Mata merupakan organ penglihatan yang memegang peran penting dalam kehidupan sehari-hari. Mata bekerja dengan cara menangkap cahaya dan memfokuskan untuk membentuk bayangan sehingga kita dapat melihat. Adanya kecacatan atau abnormalitas pada struktur organ mata mengakibatkan terjadinya gangguan penglihatan.
Berikut beberapa jenis cacat mata yang umum dikenal serta penanganannya:
Miopia disebut juga sebagai rabun jauh, yaitu gangguan melihat objek pada jarak jauh. Miopia disebabkan bola mata lebih panjang dibandingkan ukuran normal atau karena kornea mata melengkung terlalu curam. Hal ini menyebabkan fokus bayangan terjatuh di depan retina (reseptor cahaya yang terletak pada bagian belakang mata)[1, 2].

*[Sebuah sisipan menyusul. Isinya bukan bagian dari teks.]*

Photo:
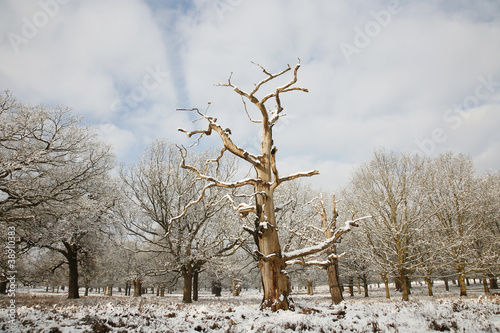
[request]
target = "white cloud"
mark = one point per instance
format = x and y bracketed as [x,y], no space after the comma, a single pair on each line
[393,93]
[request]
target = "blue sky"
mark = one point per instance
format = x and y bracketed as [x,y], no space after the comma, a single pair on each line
[405,75]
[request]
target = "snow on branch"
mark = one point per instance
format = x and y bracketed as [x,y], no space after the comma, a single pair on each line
[325,244]
[213,181]
[294,176]
[243,208]
[224,135]
[260,104]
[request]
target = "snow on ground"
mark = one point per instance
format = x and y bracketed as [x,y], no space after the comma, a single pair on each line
[45,312]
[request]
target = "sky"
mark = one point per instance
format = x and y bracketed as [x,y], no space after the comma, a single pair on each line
[408,76]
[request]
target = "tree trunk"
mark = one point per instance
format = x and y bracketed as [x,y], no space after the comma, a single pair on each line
[405,288]
[446,285]
[386,284]
[72,257]
[461,283]
[429,286]
[236,287]
[365,285]
[187,274]
[333,282]
[310,290]
[108,291]
[485,286]
[3,287]
[216,288]
[397,284]
[137,287]
[351,287]
[493,283]
[195,285]
[275,281]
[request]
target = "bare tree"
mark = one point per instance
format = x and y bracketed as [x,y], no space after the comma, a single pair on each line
[174,217]
[271,258]
[455,194]
[390,188]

Jatuhnya bayangan di depan retina menghasilkan bayangan objek jauh menjadi terlihat kabur. Miopia dapat disertai gejala seperti sakit kepala akibat ketegangan mata dan kesulitan melihat ketika mengemudikan kendaraan, terutama ketika malam hari. Selain itu orang dengan miopia kadang perlu untuk menyipit atau menutup kelopak mata sebagian untuk dapat melihat dengan jelas[1].

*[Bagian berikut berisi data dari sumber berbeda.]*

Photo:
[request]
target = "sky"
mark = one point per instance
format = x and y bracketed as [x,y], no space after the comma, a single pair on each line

Rabun jauh cenderung menurun dalam keluarga. Sehingga orang yang memiliki orang tua dengan rabun jauh memiliki risiko lebih tinggi untuk mengalami kondisi yang sama. Beberapa studi menunjukkan bahwa faktor lingkungan seperti kebiasaan membaca, beberapa pekerjaan tertentu, dan kurangnya waktu beraktivitas di luar ruangan termasuk faktor risiko berkembangnya miopia[1, 2].
Miopia dapat mengarah pada beberapa komplikasi seperti penurunan kualitas hidup, ketegangan mata, risiko keselamatan, dan peningkatan beban finansial untuk perawatan. Selain itu miopia termasuk faktor risiko utama untuk sejumlah penyakit okuler lain seperti katarak, glaukoma, pelepasan retina, dan makulopati miopik [1, 2].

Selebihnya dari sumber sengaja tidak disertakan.